Stepan looked up, noticing the HOD again. The old woman who’d identified him as the Hero of the Faith Wars turned her back on him. She’d spent years on the surface, in a space suit and survived the measured insanity of a frontier. Add to the kind of craziness on any edge of civilization, men, women, and children of multiple faiths began to react to wild rumors about attacks, atrocities, and brutal slayings. Groups of young people banded together to protect worship times; even to escort individuals safely to masjid, church, synagogue, temple, centers, reliquary, gurdwara, and any other holy place of worship.

Hands that had been prepared to greet him when he arrive, sometimes curled into fists. There were muttered curses. Lots of, “Get out inti!” Stepan winced. The derogatory phrase came from the word, intron – referring to non-coding sections of the Human genome – that had been removed from the DNA of artificial humans.

“Get out of our town with that thing,” an older man said.
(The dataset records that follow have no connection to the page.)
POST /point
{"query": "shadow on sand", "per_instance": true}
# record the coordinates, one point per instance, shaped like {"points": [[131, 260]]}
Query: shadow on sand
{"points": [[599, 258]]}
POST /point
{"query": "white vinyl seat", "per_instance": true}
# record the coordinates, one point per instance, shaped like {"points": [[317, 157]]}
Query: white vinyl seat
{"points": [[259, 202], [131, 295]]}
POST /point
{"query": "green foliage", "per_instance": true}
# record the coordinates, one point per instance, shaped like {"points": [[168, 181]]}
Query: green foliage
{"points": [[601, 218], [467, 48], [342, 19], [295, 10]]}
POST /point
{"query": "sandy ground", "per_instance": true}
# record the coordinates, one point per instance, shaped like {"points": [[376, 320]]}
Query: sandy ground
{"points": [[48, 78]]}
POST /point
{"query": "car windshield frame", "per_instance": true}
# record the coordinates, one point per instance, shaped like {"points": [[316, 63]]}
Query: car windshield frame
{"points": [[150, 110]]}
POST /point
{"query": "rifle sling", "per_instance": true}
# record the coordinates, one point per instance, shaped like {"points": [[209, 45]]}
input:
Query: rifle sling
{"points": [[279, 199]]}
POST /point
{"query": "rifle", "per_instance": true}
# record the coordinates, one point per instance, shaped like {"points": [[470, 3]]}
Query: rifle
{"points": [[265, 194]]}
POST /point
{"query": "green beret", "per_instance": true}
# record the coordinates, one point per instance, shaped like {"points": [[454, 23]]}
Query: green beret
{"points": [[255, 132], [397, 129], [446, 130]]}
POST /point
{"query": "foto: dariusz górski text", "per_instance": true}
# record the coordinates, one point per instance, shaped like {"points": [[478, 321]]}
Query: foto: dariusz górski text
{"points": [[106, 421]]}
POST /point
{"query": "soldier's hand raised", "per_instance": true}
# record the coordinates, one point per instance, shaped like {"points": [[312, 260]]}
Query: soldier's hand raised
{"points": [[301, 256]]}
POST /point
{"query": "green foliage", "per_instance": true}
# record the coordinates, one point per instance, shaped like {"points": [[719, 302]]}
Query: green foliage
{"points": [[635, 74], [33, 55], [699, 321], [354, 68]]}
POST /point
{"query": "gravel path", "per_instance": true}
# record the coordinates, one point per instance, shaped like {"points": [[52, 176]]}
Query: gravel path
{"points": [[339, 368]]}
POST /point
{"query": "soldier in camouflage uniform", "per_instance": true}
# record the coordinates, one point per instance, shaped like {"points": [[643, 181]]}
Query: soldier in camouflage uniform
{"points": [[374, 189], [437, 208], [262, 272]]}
Would they beat him bloody or toss him out an airlock? He wasn’t worried about that for himself. He was ready to die for his beliefs and certainly for talking to Quinn. But what about Quinn? They’d kill him for certain because he might not be as young a man as he looked. Artificial Humans were manufactured of blue flesh and blood. Their neither grew nor aged – they wore out. For all he knew, Quinn might have been an AH who lynched a dozen Human farmers in Heinlein Station, hanging them from a microwave relay tower to blow in the thin winds of Mars.

It took them to make it back to the trash pick-up shelter he and Quinn had come up in. Some people cursed Stepan openly. He shook his head. Quinn whispered, “We gotta go or they gone kill you.”

“They won’t…”

“People’s crazy when you ain’t what they think you is.”


“I look like a kid.”

“Are you?”

Quinn lifted the lid to the garbage chute, gestured down, and finally grabbed Stepan’s arm when something flew over their heads and clanged against the metal of the garbage area. Stepan jumped, and Quinn followed hard on his head as a roar echoed down the chute.

They slowed to a stop back where they’d started. The cover above was closed, so now no light shone down. Quinn sighed. “We’re back where we belong, then.” He looked up at Stepan and said, “I’m thirteen. Actual. I was made to look like this, but right now I AM this.” He took Stepan’s hand and led him back to the tracks. “We can catch the five and take it back near the Rim. We’ll have to walk after that.”

Stepan looked down at him and said, “You’re just a kid, then.”

Quinn snorted, wiped his nose on his sleeve, then said, “Yeah, I might be thirteen, but the stuff I seen’s gotta make me older…”

Stepan sighed, nodded, then squeezing his shoulder, said, “Yeah, son. It made me older, too.” He paused. “It made me older, too.” Another sigh, and he said, “Let’s get home, Quinn.”